6. Gelet op artikel 28, eerste lid, aanhef en onder a, gelezen in samenhang met artikel 44, tweede lid, van de Vw heeft verweerder de ingangsdatum van de verblijfsvergunning van eiser dan ook terecht bepaald op 16 november 2022.
7. Het beroep is ongegrond.
8. Voor een proceskostenveroordeling bestaat geen aanleiding.

Beslissing

De rechtbank verklaart het beroep ongegrond.
Deze uitspraak is gedaan door mr. E.F. Bethlehem, rechter, in aanwezigheid van mr.
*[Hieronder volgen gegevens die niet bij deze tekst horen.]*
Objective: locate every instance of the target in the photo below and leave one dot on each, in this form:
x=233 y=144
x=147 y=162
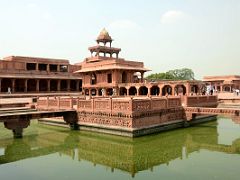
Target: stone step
x=15 y=110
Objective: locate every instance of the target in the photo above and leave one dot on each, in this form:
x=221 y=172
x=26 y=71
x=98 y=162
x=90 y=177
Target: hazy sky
x=203 y=35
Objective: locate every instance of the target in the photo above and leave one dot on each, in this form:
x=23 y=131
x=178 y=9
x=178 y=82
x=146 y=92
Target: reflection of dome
x=104 y=36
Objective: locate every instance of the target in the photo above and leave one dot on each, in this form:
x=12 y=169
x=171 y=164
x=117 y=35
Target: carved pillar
x=13 y=85
x=48 y=84
x=149 y=91
x=77 y=85
x=137 y=91
x=127 y=91
x=37 y=85
x=142 y=74
x=68 y=85
x=25 y=85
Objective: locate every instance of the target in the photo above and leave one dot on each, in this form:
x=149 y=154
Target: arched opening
x=227 y=88
x=6 y=83
x=32 y=84
x=86 y=92
x=109 y=92
x=100 y=92
x=80 y=85
x=73 y=85
x=143 y=90
x=19 y=85
x=194 y=89
x=124 y=77
x=93 y=79
x=155 y=90
x=166 y=90
x=180 y=90
x=53 y=85
x=63 y=85
x=43 y=85
x=93 y=92
x=133 y=91
x=123 y=91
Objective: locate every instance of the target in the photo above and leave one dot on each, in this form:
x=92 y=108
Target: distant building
x=33 y=75
x=223 y=83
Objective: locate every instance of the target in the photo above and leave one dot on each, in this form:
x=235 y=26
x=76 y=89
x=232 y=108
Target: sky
x=203 y=35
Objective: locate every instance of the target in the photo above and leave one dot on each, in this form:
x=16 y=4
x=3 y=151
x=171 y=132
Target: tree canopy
x=176 y=74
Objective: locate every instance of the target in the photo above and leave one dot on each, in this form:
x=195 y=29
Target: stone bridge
x=192 y=112
x=17 y=121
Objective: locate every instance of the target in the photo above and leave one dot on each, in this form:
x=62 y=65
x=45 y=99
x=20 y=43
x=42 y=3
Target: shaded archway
x=109 y=92
x=6 y=83
x=124 y=77
x=43 y=85
x=93 y=92
x=32 y=85
x=194 y=89
x=227 y=88
x=100 y=92
x=123 y=91
x=143 y=90
x=80 y=85
x=155 y=90
x=73 y=85
x=63 y=85
x=19 y=85
x=180 y=89
x=93 y=79
x=166 y=90
x=53 y=85
x=133 y=91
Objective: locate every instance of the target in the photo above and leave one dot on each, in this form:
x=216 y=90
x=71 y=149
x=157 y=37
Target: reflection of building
x=223 y=83
x=30 y=74
x=129 y=155
x=104 y=73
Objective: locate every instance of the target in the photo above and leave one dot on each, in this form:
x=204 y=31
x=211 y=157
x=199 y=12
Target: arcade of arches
x=147 y=89
x=39 y=85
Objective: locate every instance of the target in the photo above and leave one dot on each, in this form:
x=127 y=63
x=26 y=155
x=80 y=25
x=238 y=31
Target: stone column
x=25 y=85
x=48 y=67
x=142 y=74
x=13 y=85
x=58 y=68
x=149 y=91
x=48 y=88
x=59 y=85
x=77 y=85
x=37 y=85
x=137 y=91
x=68 y=85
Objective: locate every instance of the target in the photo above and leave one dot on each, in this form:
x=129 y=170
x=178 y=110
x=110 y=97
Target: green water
x=206 y=151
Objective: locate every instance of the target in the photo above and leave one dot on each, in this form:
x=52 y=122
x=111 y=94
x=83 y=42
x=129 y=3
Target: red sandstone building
x=223 y=83
x=34 y=75
x=102 y=74
x=105 y=73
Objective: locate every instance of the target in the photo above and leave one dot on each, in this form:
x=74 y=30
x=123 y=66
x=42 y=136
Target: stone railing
x=56 y=103
x=109 y=105
x=200 y=101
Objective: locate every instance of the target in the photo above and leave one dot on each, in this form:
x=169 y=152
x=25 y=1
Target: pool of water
x=206 y=151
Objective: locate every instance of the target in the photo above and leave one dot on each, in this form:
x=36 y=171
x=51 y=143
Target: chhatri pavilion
x=105 y=73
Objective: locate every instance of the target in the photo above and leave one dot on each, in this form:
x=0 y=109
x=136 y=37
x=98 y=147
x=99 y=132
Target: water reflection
x=129 y=155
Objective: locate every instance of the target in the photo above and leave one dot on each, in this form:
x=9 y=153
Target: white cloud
x=123 y=24
x=172 y=16
x=31 y=5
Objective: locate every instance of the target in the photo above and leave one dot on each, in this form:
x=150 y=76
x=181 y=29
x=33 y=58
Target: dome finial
x=104 y=36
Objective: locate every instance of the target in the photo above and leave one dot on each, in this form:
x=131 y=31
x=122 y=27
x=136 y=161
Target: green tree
x=176 y=74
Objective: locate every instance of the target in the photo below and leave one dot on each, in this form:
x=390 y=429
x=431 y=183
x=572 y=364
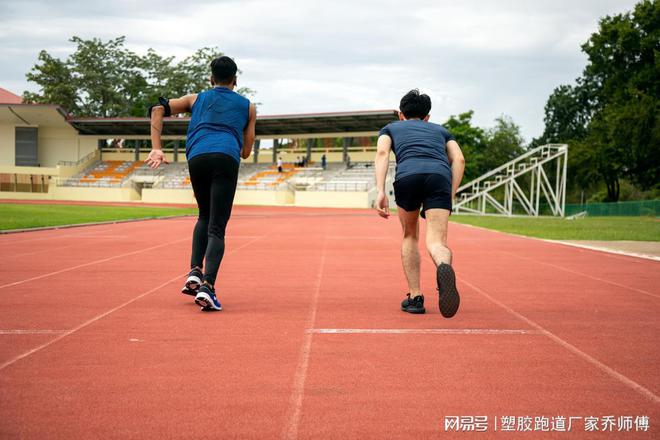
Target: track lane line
x=15 y=331
x=86 y=323
x=91 y=263
x=297 y=394
x=422 y=331
x=572 y=348
x=104 y=314
x=582 y=274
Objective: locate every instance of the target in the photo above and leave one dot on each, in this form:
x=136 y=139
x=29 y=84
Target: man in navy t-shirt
x=429 y=169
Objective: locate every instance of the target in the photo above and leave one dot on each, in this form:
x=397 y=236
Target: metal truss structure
x=516 y=188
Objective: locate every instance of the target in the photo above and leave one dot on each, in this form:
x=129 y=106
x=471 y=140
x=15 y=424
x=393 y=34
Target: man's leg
x=223 y=189
x=410 y=249
x=200 y=178
x=436 y=242
x=436 y=235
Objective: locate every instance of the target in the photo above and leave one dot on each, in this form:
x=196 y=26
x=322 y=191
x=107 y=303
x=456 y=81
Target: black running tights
x=213 y=177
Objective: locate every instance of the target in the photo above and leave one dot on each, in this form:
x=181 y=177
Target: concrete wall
x=10 y=195
x=332 y=199
x=7 y=145
x=93 y=194
x=160 y=195
x=264 y=198
x=56 y=144
x=322 y=199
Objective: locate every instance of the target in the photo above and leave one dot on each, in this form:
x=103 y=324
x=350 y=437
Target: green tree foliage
x=485 y=149
x=106 y=79
x=472 y=140
x=610 y=117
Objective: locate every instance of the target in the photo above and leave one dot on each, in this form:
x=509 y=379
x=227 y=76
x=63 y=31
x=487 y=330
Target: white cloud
x=494 y=57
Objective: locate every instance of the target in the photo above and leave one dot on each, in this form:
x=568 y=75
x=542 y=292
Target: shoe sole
x=192 y=286
x=414 y=311
x=449 y=300
x=205 y=302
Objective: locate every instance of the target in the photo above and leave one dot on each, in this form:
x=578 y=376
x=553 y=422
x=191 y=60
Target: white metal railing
x=67 y=163
x=499 y=189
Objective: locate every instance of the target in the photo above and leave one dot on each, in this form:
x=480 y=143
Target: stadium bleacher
x=336 y=177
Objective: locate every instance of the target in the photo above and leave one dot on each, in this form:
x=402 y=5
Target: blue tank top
x=218 y=119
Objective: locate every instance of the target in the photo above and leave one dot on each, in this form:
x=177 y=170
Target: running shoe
x=206 y=298
x=448 y=300
x=413 y=305
x=193 y=283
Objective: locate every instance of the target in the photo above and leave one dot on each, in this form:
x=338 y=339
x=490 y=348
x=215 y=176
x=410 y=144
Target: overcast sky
x=492 y=56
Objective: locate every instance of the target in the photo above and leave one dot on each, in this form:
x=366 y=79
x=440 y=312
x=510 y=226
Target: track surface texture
x=96 y=340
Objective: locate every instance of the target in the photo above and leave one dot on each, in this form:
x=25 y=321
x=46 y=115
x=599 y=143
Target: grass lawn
x=19 y=216
x=588 y=228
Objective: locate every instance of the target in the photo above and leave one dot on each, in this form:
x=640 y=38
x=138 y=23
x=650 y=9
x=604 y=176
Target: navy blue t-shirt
x=419 y=147
x=218 y=118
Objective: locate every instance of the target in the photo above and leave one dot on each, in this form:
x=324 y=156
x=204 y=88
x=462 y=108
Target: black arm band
x=163 y=102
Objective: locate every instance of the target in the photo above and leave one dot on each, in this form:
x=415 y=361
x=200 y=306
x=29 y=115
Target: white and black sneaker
x=193 y=282
x=206 y=298
x=413 y=304
x=448 y=300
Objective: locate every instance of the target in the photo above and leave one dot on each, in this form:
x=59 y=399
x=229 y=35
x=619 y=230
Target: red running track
x=97 y=342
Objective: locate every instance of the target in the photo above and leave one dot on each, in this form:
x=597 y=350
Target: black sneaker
x=413 y=305
x=206 y=298
x=193 y=282
x=448 y=300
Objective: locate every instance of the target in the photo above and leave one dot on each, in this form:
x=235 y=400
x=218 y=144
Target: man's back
x=219 y=116
x=419 y=147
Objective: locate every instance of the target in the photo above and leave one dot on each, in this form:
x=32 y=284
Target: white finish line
x=31 y=332
x=418 y=331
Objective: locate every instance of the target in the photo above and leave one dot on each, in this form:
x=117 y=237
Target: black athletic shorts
x=428 y=191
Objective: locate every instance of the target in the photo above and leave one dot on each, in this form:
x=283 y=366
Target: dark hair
x=415 y=105
x=223 y=69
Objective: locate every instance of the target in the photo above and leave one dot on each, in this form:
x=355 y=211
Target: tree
x=472 y=141
x=612 y=112
x=56 y=81
x=503 y=143
x=105 y=79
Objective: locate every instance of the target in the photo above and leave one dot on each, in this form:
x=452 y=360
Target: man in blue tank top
x=221 y=131
x=429 y=169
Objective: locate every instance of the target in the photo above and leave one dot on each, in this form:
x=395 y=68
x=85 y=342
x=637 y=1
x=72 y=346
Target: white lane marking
x=572 y=348
x=298 y=392
x=30 y=332
x=68 y=269
x=104 y=314
x=86 y=323
x=582 y=274
x=604 y=249
x=418 y=331
x=605 y=252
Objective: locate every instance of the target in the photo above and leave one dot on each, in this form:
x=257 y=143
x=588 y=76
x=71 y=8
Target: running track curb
x=77 y=225
x=564 y=243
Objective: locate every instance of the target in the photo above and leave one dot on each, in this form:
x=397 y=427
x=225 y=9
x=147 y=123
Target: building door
x=26 y=147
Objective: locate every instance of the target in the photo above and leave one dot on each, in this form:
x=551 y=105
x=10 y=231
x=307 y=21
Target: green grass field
x=19 y=216
x=588 y=228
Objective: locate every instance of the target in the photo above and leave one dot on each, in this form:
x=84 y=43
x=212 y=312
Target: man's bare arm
x=178 y=105
x=249 y=133
x=382 y=163
x=457 y=162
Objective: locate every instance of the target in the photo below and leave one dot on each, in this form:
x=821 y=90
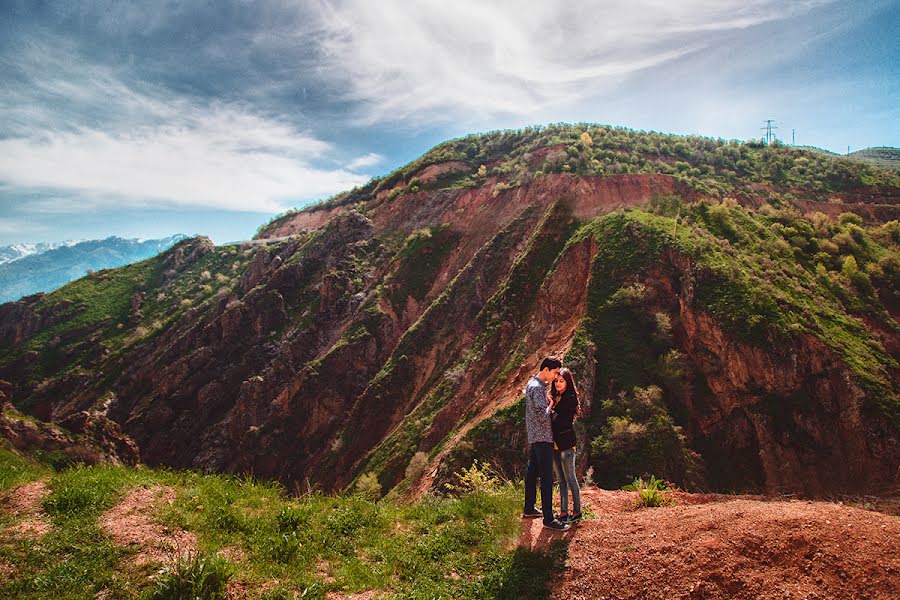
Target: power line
x=770 y=135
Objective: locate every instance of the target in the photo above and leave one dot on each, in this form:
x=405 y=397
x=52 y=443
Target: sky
x=147 y=119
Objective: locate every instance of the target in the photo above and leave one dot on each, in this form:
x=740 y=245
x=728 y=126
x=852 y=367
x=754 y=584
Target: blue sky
x=151 y=118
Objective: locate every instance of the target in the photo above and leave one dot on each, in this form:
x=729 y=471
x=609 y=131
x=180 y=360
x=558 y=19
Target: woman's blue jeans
x=564 y=464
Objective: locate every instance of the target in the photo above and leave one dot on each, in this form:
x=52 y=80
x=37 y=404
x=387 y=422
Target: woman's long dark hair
x=571 y=390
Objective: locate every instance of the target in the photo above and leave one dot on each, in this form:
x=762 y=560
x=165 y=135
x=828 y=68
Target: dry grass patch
x=24 y=503
x=132 y=522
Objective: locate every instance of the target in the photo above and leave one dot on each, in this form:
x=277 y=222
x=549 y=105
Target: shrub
x=194 y=576
x=650 y=493
x=479 y=478
x=417 y=465
x=368 y=487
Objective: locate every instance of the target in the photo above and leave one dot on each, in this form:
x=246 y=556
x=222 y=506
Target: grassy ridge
x=437 y=548
x=714 y=167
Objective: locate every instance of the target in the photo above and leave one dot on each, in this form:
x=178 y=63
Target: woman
x=565 y=407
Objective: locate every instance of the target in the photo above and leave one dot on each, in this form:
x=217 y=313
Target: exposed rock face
x=781 y=417
x=84 y=437
x=343 y=348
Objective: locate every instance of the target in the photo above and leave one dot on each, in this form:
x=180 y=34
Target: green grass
x=436 y=548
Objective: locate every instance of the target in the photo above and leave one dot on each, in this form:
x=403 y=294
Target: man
x=540 y=444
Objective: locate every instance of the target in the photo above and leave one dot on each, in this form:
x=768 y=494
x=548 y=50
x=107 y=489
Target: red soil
x=710 y=546
x=131 y=522
x=25 y=502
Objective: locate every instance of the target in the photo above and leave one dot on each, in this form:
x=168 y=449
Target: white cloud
x=470 y=59
x=363 y=162
x=79 y=127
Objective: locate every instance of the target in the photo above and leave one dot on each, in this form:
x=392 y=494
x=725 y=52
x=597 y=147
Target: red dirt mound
x=131 y=523
x=726 y=547
x=24 y=502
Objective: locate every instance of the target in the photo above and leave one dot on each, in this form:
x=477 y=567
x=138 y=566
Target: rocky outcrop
x=84 y=437
x=337 y=345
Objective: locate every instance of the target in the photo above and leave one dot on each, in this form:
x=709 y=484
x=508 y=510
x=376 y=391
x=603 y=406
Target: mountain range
x=31 y=268
x=728 y=309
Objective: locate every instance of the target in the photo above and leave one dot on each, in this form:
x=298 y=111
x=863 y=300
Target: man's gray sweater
x=537 y=417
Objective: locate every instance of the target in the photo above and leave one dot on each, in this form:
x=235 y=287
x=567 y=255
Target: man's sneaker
x=556 y=525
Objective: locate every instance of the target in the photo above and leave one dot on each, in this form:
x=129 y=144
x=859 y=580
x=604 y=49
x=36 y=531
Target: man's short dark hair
x=551 y=362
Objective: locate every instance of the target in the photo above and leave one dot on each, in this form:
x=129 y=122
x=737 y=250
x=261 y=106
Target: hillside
x=121 y=532
x=882 y=156
x=47 y=267
x=729 y=310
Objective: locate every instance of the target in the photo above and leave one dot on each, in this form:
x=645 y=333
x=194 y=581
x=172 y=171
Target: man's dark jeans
x=540 y=465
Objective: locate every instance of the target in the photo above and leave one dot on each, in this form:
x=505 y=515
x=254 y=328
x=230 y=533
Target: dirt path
x=24 y=502
x=132 y=522
x=710 y=546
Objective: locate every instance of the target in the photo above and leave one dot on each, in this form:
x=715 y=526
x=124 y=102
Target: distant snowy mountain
x=31 y=268
x=17 y=251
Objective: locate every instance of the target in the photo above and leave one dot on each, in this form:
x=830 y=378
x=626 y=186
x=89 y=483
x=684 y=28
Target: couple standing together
x=551 y=403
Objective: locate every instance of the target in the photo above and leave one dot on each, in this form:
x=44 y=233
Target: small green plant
x=193 y=576
x=368 y=487
x=651 y=493
x=476 y=479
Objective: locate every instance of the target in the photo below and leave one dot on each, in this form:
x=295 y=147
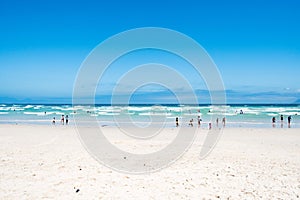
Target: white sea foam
x=28 y=106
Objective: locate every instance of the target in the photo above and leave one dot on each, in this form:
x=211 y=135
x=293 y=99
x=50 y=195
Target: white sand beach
x=38 y=162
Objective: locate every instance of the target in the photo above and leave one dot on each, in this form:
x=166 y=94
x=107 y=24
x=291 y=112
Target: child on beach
x=62 y=119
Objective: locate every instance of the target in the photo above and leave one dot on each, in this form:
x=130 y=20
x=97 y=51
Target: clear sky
x=255 y=44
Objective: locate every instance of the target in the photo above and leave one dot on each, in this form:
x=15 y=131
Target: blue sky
x=255 y=44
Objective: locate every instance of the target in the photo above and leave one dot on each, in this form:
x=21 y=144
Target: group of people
x=200 y=120
x=281 y=120
x=62 y=120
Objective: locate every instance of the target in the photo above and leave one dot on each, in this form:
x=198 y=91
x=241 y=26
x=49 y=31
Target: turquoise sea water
x=141 y=115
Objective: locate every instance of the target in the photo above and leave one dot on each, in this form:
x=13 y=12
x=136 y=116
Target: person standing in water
x=281 y=120
x=62 y=119
x=199 y=121
x=224 y=121
x=273 y=121
x=289 y=121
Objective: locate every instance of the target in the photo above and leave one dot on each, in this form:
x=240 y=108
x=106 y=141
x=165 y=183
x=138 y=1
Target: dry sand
x=49 y=162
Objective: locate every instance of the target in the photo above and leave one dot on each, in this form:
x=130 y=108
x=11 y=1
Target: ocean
x=247 y=116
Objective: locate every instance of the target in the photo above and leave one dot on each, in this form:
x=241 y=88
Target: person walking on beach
x=62 y=119
x=273 y=121
x=191 y=122
x=199 y=121
x=224 y=121
x=289 y=121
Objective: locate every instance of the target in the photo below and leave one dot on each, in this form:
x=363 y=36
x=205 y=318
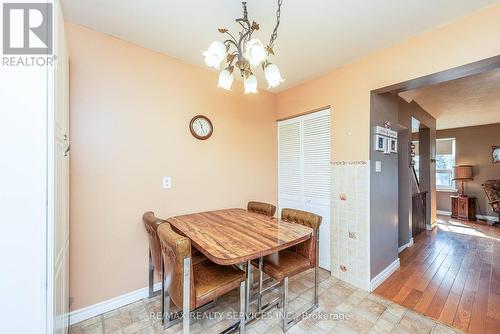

R. de Mul, griffier, en openbaar gemaakt door middel van geanonimiseerde publicatie op rechtspraak.nl.
De uitspraak is bekendgemaakt op:
Informatie over hoger beroep
Een partij die het niet eens is met deze uitspraak, kan een hogerberoepschrift sturen naar de Afdeling bestuursrechtspraak van de Raad van State waarin wordt uitgelegd waarom deze partij het niet eens is met de uitspraak. Het hogerberoepschrift moet worden ingediend binnen 4 weken na de dag waarop deze uitspraak is verzonden. Kan de indiener de behandeling van het hoger beroep niet afwachten, omdat de zaak spoed heeft, dan kan de indiener de voorzieningenrechter van de Afdeling bestuursrechtspraak van de Raad van State vragen om een voorlopige voorziening (een tijdelijke maatregel) te treffen.

Voetnoten

1.Op grond van artikel 30, eerste lid, van de Vreemdelingenwet 2000 (Vw).
3.Verordening 604/2013.
4.Arrest van 17 maart 2016, zaak C-695/15 PPU, ECLI:EU:C:2016:188, rechtsoverweging 64 tot 68.